In Cape Town in mid-July, as a guest of the University of Cape Town, a visit arranged by Dr Robert Morrell. The upper campus is built on a spectacular site with close views of the mountain in one direction, and across the Cape Flats to distant ranges in the other. I did workshops and seminars in four departments or centres, and met with academic staff and graduate students individually.
On the evening of 20 July I did my big number, a Vice-Chancellor’s Public Lecture, "Intellectuals in the 21st Century World". How is that for a pompous title? (I confess, it was my own.) This was part of UCT’s public lecture outreach series, advertised in the Cape Town papers etc.
It was in vacation time, but 250 people turned up. In fact the lecture had to be moved to a bigger venue, how is that for a Key Performance Indicator? I think I was in pretty good form too (see picture below, and audio/video). I told the familiar ‘tale of the intellectuals’ as a subversive avant-garde and/or a new class holding social power. Then complicated this story with data on intellectual labour, and tried to displace the Eurocentric tale with a global one. This means thinking about the different groups of intellectuals in pre-colonial, colonial and post-colonial contexts in the majority world. Wound up with some of the dilemmas of intellectual work in the neoliberal university.
|Giving the public lecture. Picture credit:|
University of Cape Town.
The Power Point worked perfectly, and the questions were numerous and relevant – always a good sign. The Deputy V-C who chaired the session, Prof. Thandabantu Nhlapo, presented me with a warm handshake and a heavy book, in every sense of the word – it was about the 'Memory Box' project, stories of people living with HIV. We moved off for refreshments afterwards, which were quietly gatecrashed by a bunch of students. I discussed post-colonialism and anti-colonialism with a group of bright, critical, young Black men, a pleasure to talk with.

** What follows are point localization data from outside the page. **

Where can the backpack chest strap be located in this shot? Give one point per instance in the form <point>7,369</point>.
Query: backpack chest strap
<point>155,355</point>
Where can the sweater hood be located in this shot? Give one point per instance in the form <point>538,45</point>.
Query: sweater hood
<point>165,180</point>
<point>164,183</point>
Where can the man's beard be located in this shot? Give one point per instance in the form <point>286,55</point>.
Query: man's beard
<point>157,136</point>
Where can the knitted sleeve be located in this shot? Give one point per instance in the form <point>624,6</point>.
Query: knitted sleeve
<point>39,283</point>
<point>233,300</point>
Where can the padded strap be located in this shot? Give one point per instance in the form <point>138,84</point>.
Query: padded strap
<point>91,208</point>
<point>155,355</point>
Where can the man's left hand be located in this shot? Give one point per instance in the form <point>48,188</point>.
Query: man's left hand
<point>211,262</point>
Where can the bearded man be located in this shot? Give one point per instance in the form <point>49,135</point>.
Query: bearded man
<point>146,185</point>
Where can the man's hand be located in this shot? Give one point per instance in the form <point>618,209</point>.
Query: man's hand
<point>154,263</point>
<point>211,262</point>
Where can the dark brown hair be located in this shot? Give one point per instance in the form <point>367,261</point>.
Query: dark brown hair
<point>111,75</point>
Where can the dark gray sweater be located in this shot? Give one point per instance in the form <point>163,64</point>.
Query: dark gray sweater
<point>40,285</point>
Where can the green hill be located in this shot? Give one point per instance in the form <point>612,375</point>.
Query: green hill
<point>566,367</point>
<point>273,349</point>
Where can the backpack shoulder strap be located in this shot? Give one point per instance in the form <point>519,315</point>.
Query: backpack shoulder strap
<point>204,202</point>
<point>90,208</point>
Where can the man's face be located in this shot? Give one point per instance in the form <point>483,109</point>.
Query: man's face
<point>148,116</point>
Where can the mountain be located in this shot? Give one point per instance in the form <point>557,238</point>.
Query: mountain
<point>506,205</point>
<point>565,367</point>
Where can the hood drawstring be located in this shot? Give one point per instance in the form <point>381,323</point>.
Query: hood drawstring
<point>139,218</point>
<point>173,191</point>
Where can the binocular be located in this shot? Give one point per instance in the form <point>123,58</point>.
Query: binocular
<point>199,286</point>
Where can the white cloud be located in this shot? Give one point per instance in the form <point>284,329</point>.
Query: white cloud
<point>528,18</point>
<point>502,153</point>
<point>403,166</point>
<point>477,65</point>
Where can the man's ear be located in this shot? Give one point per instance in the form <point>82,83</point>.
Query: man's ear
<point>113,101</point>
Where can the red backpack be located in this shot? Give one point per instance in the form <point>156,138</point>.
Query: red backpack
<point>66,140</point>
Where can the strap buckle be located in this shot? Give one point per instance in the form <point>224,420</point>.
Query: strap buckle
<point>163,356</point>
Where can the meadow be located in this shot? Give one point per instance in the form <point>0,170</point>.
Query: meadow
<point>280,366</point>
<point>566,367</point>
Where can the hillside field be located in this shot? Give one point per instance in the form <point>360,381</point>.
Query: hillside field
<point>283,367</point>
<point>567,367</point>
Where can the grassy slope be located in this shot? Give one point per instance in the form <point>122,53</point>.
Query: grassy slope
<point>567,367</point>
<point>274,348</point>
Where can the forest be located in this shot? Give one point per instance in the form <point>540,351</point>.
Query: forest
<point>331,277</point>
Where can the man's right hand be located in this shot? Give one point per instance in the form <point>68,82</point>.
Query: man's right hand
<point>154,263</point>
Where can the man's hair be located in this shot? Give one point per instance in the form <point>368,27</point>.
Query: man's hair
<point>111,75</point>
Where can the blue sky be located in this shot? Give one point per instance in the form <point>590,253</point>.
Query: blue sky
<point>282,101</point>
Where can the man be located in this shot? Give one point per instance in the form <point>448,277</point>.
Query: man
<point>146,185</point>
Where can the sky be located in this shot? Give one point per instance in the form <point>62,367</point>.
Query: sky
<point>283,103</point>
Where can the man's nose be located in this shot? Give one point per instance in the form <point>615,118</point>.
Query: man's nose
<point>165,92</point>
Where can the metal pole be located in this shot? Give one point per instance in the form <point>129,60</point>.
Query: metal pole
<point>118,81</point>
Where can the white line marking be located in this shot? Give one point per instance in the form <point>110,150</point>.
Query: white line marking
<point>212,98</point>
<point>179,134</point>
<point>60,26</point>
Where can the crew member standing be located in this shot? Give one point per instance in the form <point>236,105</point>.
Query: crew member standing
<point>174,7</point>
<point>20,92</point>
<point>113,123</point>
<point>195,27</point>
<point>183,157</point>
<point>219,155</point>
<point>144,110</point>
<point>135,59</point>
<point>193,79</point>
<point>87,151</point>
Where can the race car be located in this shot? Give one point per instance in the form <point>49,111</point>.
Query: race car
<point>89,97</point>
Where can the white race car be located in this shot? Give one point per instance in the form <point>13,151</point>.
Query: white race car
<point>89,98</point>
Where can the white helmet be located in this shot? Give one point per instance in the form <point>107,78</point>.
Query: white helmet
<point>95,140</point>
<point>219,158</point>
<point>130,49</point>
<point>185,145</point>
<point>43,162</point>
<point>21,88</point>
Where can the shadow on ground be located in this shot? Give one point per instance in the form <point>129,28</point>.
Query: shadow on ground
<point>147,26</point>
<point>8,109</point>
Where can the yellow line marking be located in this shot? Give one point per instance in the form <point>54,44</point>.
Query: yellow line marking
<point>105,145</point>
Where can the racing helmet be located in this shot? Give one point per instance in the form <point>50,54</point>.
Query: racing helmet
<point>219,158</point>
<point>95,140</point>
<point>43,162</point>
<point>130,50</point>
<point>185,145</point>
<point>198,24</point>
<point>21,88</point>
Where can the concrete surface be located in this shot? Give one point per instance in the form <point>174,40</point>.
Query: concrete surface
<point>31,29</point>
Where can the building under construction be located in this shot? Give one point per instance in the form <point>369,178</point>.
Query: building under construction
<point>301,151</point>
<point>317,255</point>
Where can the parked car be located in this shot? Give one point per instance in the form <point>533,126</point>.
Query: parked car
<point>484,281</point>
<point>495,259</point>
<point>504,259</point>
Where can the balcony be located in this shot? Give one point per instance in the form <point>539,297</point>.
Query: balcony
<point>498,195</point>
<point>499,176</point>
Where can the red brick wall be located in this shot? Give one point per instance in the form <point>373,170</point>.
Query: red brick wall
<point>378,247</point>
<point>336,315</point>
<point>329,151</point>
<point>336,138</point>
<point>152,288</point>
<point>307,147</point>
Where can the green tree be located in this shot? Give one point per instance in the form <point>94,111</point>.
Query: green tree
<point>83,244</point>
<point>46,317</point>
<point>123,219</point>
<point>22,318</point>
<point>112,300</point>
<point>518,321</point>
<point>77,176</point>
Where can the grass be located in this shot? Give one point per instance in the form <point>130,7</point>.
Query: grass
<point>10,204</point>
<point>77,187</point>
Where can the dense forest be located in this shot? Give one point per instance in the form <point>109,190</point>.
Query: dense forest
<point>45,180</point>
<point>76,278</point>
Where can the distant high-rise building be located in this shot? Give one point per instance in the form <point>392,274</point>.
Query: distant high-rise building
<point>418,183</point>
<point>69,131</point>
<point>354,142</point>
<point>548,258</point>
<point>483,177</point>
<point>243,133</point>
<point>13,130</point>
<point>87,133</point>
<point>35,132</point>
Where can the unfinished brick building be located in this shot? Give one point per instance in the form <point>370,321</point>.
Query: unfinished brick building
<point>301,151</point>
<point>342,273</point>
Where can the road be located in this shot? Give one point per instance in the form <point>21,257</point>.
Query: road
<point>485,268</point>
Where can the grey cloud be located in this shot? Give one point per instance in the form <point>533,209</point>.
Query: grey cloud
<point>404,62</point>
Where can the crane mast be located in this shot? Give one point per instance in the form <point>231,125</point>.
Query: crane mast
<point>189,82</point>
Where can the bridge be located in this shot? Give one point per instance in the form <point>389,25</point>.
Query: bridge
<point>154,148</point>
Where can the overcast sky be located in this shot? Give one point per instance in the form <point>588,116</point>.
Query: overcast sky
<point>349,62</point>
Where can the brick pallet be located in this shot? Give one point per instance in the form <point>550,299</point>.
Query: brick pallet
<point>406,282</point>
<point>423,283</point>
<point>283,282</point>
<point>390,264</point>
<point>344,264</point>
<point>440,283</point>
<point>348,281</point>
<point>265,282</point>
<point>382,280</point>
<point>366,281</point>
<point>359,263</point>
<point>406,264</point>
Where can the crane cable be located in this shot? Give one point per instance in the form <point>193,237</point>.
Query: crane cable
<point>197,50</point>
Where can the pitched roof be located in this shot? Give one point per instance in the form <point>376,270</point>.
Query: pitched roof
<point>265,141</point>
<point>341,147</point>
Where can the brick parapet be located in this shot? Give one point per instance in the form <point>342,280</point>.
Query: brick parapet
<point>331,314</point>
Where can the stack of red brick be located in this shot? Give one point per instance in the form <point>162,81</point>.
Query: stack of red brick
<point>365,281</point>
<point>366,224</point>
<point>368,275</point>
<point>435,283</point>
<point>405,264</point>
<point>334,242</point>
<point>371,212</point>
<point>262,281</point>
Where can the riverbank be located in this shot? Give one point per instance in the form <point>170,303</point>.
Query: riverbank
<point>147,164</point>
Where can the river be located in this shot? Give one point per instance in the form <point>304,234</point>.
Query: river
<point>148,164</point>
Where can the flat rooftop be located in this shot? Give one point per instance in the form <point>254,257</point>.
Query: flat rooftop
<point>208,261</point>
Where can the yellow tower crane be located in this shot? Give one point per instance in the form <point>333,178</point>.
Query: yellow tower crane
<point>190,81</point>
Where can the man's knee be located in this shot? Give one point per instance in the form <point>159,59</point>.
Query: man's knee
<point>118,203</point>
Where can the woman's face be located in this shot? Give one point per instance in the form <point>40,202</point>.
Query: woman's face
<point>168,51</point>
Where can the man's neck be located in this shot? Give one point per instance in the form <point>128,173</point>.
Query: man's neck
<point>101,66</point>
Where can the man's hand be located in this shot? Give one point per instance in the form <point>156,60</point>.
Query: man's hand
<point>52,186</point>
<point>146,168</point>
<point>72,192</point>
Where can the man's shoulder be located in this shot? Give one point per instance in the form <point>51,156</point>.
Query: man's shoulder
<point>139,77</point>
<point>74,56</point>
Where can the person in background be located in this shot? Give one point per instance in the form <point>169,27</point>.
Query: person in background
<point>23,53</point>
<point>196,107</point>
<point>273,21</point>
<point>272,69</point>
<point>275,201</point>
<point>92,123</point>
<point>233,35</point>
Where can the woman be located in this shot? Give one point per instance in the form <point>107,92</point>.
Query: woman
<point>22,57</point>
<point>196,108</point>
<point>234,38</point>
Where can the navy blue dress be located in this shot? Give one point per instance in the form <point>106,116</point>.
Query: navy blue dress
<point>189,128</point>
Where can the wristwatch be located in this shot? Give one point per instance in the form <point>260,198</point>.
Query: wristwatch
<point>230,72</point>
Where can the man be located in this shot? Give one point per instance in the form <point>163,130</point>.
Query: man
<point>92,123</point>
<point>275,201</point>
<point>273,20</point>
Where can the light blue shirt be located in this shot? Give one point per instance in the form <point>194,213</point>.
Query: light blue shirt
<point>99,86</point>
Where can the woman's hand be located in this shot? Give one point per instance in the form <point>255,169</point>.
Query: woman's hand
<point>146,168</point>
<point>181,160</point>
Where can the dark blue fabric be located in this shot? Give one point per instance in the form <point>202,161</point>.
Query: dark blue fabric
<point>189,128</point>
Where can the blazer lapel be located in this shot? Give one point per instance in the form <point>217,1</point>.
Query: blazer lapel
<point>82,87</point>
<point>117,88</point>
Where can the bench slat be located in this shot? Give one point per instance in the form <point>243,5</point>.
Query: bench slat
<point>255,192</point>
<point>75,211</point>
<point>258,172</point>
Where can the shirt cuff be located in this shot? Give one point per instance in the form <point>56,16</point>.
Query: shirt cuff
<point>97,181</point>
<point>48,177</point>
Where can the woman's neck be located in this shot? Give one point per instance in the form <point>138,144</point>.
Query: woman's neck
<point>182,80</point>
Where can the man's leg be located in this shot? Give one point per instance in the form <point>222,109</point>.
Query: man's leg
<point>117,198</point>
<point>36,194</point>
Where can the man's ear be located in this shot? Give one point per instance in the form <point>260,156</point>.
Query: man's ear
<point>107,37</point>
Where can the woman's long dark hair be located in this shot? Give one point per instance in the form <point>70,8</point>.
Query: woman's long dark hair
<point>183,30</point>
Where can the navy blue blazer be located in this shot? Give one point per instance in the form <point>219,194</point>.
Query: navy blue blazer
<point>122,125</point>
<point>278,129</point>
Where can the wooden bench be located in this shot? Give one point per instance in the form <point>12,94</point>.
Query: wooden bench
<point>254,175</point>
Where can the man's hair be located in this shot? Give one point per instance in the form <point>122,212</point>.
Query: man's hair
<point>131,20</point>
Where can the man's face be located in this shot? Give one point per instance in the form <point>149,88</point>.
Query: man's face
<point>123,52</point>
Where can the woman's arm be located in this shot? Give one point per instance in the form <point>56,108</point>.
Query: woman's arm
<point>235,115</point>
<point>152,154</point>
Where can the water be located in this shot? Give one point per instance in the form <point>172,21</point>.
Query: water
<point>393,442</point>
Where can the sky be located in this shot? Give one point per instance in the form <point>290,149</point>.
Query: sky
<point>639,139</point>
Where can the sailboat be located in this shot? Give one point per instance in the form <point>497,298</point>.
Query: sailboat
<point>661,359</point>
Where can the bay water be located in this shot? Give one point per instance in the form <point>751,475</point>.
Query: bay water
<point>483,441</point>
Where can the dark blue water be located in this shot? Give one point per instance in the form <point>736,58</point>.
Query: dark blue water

Two days later I gave a talk at the University of the Western Cape, out on the Cape Flats in a very different social milieu from sandstone UCT. The session was organized by Prof. Tammy Shefer, who has been in the thick of South Africa's very impressive social research effort in the field of gender, violence and HIV.
This was the only talk about masculinities I gave on the trip; about 60 people came, including people from NGOs and community activism. We had a technological meltdown and I had to remember how we used to give lectures in ancient times before Power Point. The group was good humoured and we got on OK.
The questions here were very much about the practical applications of knowledge about men and masculinities to issues about poverty, violence, drugs, gangs in the informal settlements, etc.
One woman raised the question whether women’s groups should spend energy on men. My answer was that there were very good reasons why feminists historically focussed on women. But since gender is relational, and the dire problems of the gender order can’t be solved without men’s participation, engaging with men is a necessity. There seemed to be general agreement with that.